Saya dirundung kesedihan, sebab kampus yang pernah membesarkan saya itu, dilanda musibah, tiba-tiba dikenakan sanksi oleh Kemenristekdikti dalam status pembinaan. Gara-gara sanksi tersebut, selama enam bulan, kini Unisan tidak dapat lagi menerima pendaftaran mahasiswa baru dan tidak dapat pula menggelar wisuda. Dan alasan mendasarnya hingga sanksi dijatuhkan, pihak TIM Eka Pusat telah menemukan praktik plagiat skripsi yang melibatkan antara dosen dan mahasiswa.

Untunglah dengan sampainya kabar duka itu, saya bisa kembali  tenang, setelah Wakil Rektor Achmad Risa Mediansyah bagian kemahasiswaan, alumni, dan kerjasama Unisan Gorontalo, angkat bicara terkait sanksi yang dijalani Unisan Gorontalo, bahwa segera akan dicabut, karena pimpinan Unisan Gorontalo sangat kooperatif memenuhi rekomendasi perbaikan, dari Kementerian Riset, Teknologi, dan Pendidikan Tinggi (Kemenristekdikti) RI. Pernyataan itu juga turut diamini oleh Prof. Jasruddin, Ketua LLDIKTI wilayah IX.

Katanya kini telah dilakukan perbaikan terkait masalah plagiasi melalui Workshop Turnitin kepada para dosen. Telah juga direkomendasikan kepada oknum mahasiswa yang terlibat dalam plagiasi, untuk membuat skripsi yang baru, dan setelah itu akan diberikan ijazah yang baru.

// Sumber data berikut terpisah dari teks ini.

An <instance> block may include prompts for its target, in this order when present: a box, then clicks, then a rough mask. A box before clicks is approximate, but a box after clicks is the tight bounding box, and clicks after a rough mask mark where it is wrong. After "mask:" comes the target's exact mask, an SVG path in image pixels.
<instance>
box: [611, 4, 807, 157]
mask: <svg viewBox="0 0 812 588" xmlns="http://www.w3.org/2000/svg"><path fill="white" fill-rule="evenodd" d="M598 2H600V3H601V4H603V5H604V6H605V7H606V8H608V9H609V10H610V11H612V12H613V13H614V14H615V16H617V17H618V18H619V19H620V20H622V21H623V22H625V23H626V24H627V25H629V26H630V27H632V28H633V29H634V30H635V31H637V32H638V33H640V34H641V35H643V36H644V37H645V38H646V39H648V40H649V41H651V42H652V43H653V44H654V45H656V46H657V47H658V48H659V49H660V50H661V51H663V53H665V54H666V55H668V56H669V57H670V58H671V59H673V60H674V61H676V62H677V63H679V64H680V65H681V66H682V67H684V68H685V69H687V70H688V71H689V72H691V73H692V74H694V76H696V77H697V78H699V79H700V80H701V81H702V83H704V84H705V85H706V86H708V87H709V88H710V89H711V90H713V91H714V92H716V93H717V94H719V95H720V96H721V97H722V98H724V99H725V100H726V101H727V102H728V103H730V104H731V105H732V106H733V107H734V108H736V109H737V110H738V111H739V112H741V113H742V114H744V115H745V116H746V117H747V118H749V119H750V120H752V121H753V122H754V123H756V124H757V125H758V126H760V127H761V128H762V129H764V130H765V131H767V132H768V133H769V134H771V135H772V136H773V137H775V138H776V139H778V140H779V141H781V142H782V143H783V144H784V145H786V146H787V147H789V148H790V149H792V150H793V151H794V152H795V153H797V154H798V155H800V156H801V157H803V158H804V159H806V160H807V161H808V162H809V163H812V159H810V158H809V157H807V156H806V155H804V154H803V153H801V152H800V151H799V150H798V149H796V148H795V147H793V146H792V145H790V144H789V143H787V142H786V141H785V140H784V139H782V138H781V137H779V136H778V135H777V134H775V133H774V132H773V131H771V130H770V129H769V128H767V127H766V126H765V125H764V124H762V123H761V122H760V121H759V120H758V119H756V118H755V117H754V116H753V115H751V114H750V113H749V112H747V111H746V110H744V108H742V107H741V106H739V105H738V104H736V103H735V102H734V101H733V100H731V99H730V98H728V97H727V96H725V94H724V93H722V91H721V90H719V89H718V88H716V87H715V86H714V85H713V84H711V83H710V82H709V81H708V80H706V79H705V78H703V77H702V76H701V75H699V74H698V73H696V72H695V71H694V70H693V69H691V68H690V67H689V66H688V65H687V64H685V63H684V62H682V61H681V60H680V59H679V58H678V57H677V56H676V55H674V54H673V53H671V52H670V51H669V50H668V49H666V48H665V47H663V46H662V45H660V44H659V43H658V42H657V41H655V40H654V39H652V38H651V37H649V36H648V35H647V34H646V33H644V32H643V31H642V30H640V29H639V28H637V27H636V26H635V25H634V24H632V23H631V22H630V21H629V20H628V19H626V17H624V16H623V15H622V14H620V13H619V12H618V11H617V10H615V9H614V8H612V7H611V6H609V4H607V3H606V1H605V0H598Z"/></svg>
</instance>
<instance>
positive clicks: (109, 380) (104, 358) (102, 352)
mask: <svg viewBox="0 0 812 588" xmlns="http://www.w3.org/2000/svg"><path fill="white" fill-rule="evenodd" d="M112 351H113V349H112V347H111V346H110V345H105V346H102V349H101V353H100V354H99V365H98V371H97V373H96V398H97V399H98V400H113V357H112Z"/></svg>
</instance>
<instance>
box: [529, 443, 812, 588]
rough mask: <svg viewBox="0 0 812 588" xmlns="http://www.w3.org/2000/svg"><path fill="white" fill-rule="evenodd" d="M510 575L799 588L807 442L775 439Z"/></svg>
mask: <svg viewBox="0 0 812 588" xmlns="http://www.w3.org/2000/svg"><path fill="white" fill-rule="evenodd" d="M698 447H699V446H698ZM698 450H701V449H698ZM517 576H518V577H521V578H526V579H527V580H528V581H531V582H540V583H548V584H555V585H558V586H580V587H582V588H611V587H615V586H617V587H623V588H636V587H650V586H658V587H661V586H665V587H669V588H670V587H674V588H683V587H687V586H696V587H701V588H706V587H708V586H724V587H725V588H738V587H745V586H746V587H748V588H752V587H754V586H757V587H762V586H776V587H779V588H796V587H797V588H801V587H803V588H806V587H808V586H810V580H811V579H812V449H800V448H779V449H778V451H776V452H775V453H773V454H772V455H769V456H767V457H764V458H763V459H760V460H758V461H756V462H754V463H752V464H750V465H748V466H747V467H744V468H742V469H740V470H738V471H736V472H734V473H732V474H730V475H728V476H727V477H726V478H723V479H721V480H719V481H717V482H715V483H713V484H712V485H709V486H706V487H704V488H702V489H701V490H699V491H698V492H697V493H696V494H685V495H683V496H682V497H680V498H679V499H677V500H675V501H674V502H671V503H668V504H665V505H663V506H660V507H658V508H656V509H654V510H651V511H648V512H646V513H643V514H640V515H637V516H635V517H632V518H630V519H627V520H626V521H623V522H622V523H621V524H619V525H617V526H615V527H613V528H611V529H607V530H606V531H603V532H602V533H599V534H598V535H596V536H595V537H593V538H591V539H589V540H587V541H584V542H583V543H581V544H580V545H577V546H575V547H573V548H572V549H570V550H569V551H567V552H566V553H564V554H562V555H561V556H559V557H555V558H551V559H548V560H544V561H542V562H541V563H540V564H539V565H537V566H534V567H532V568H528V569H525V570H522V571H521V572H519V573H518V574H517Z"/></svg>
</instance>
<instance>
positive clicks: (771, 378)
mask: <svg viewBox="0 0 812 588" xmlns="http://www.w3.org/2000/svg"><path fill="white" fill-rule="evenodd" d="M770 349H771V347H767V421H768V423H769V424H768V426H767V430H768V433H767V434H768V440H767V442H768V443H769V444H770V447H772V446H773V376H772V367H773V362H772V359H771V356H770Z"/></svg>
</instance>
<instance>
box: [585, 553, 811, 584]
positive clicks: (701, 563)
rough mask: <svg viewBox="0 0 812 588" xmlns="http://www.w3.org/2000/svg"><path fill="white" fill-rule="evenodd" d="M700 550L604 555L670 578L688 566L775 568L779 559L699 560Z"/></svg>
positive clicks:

Sedangkan oknum dosen yang terlibat, dikenakan sanksi pemecatan dengan tidak terhormat.

Soal Utama

Di atas segalanya, semua upaya pemangku kepentingan yang telah mengerahkan seluruh energinya demi Unisan Gorontalo. Kalau boleh, saya memohon izin untuk memberikan saran pula demi kelangsungan kampus hijau yang masih di bawah kendali, Dr. Abdul Gaffar Latjokke.

Marilah kita mulai jujur bersama, jangan selalu bertahan pada pendirian bahwa ada yang saya lebih tahu, sementara kamu dan kalian pada sesungguhnya tidak tahu. Sebab satu soal utama dari semua permasalahan itu, mulai dari dosen internal sendiri yang mengajukan pengaduan ke Kemenristekdikti hingga ditemukannya kasus plagiasi, apalagi kalau bukan soal kesejahteraan atau gaji para dosen yang dalam penilaian tidak layak.

Analogi sederhananya begini; karena gaji dosen dianggap tidak cukup untuk memenuhi kebutuhan sehari-hari mereka (apalagi yang sudah berkeluarga), maka muncullah kedok pihak dosen yang membuatkan skripsi untuk mahasiswa. Bisa dibayangkan kalau dosen membuat banyak skripsi, dipastikan tidak mungkin hasilnya maksimal. Terjadilah copy paste beberapa halaman skripsi, baik dari skripsi yang dibuat pada saat itu maupun dari skripsi-skripsi sebelumnya. Parahnya lagi tidak menutup kemungkinan akan ada hasil copy paste dari skripsi kampus luar.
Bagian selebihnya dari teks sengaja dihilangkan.